4. The system of claim 1, wherein the route search unit searches for, when a network prediction speed predicted through the prediction algorithm is lower than a preset reference value, another driving route.
5. The system of claim 1, wherein the route search unit applies, when there are a plurality of driving routes to the destination, network speed of coverages mapped to the plurality of driving routes to a prediction algorithm so as to prefer entially provide a driving route with a high network speed among the plurality of driving routes.
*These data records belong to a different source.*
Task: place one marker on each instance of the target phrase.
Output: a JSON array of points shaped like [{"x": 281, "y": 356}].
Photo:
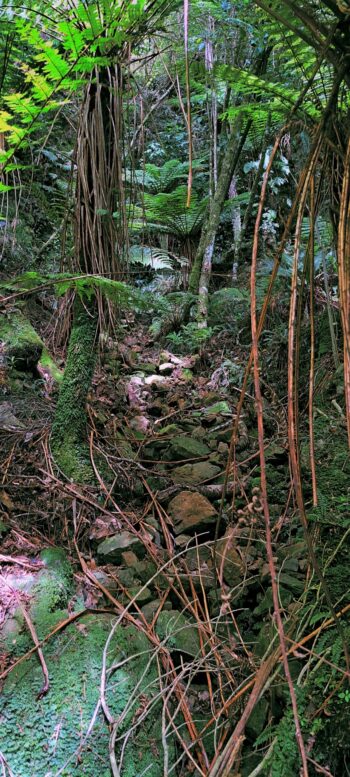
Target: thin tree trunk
[
  {"x": 202, "y": 266},
  {"x": 207, "y": 240},
  {"x": 201, "y": 270},
  {"x": 98, "y": 179}
]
6. A method for generating automatically and predicting network coverage maps of autonomous vehicle, the method comprising:
collecting, by a map-mapping unit of a system, network speed and quality data for a plurality of base stations from a control center by time of day, day of the week, and date;
mapping, by the map-mapping unit, the collected network speed and quality data onto a geographic map to generate coverage maps representing network condition by location, time zone, day of the week, and date;
collecting, by a data collection unit of the system, data on current state of the autonomous vehicle including at least location, date, day of the week, time, network speed, and quality data of the autonomous vehicle; and
performing, by a prediction algorithm of the system, learning based on the coverage maps generated by the map-mapping unit and the current state that changes according to the driving of the autonomous vehicle collected by the data collection unit to predict network speed for specific time, location, and date.
7. The method of claim 6, further comprising:
receiving, by a route search unit of the system, target information including current location and destination of the autonomous vehicle;
searching for, by the route search unit, driving route to the destination by linking with the map-mapping unit; and
performing, by the prediction algorithm, learning based on the coverage maps generated by the map-mapping unit and the current state that changes according to the driving of the autonomous vehicle to predict network condition of coverages mapped on the driving routes, but predict the network condition according to expected arrival time of the autonomous vehicle and dates.
8. The method of claim 7, wherein the predicting of the network condition comprises:
identifying event situation corresponding to expected arrival time zone for each location on the driving routes based on the past coverage maps of the same day and the same time zone generated by the map-mapping unit and current network condition of the autonomous vehicle; and
comparing relationships between network speed and quality data of the current autonomous vehicle based on the past network condition mapped to the coverage maps generated by the map-mapping unit, so as to predict and provide the network condition of target location, which will arrive shortly.